Fuel Policies to Support Net-Zero Transportation in California

Status

Complete

Project Timeline

March 1, 2022 - October 31, 2023

Project Team

Julie Witcover, Jin Wook Ro, Qian Wang

Areas of Expertise

Zero-Emission Vehicles & Low-Carbon Fuels

Campus(es)

UC Davis

Project Summary

California’s move toward a carbon-neutral transportation system will require a rapid, coordinated transformation of the fuel systems that support it. The University of California Institute of Transportation’s 2021 report, “Driving California’s Transportation Emissions to Zero,” found that a carbon-neutral transportation system in California will require hundreds of millions to billions of gallons of low-carbon liquid fuels per year. Because the transportation fuel market crosses many critical sectors – including petroleum, electricity and natural gas utilities, agriculture, biotechnology, and public transit – this large-scale transformation will have significant, far-reaching impacts. Effective, timely, evidence-based modeling is required to fully understand these impacts, avoid unintended consequences, and inform policy changes that must occur for the state to meet its goal. The research team updated the fuel scenario model used in the “Driving California’s Transportation Emissions to Zero” report with new and better data and studied policy changes and challenges likely to emerge in the next ten years.
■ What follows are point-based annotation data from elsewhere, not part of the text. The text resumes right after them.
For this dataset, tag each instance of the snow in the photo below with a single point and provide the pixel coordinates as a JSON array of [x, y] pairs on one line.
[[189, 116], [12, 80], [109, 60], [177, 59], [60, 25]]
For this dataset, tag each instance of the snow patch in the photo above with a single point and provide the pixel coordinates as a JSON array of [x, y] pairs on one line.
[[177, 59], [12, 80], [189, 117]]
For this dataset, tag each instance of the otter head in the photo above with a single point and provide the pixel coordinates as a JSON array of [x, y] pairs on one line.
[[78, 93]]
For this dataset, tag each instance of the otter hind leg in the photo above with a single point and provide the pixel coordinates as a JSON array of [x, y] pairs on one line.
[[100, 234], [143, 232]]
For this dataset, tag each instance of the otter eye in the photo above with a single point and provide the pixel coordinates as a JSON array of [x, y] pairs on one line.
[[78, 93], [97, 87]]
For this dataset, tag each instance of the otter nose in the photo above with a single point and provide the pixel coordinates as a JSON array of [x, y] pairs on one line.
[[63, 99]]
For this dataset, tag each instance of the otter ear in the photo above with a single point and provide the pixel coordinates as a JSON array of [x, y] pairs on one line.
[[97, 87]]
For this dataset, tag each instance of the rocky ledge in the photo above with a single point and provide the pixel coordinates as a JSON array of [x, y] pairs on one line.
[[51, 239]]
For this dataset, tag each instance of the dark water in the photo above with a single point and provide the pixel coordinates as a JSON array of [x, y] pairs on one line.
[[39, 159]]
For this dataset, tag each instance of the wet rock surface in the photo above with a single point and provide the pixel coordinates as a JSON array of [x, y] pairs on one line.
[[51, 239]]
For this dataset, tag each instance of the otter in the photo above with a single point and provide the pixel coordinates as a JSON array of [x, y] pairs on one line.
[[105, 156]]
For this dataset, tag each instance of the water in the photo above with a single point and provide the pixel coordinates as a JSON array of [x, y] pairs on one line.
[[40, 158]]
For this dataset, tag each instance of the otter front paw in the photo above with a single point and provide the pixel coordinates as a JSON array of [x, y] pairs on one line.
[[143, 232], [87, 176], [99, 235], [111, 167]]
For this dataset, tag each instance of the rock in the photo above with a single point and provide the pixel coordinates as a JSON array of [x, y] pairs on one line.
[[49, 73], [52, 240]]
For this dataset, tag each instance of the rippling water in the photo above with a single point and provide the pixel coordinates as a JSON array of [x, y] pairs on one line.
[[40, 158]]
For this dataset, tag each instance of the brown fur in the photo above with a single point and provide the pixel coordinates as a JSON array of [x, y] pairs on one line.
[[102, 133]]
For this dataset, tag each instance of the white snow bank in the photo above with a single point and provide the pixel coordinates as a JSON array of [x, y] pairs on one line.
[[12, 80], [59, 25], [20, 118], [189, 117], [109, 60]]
Key issues this project examined include: (1) equity-enhancing policy protocols under the state’s Low Carbon Fuel Standard, (2) creation of equity-focused charging credit aggregators, (3) limits on the credit generation ability of fuels known to result in environmental justice issues under some circumstances (e.g., Renewable Natural Gas from dairy farms); (4) potential protocols for including farm-level effects, including soil carbon changes, in fuel carbon intensity assessments, and (5) effects of rapid growth in light duty electric vehicle credits in LCFS programs in the mid-late 2030s.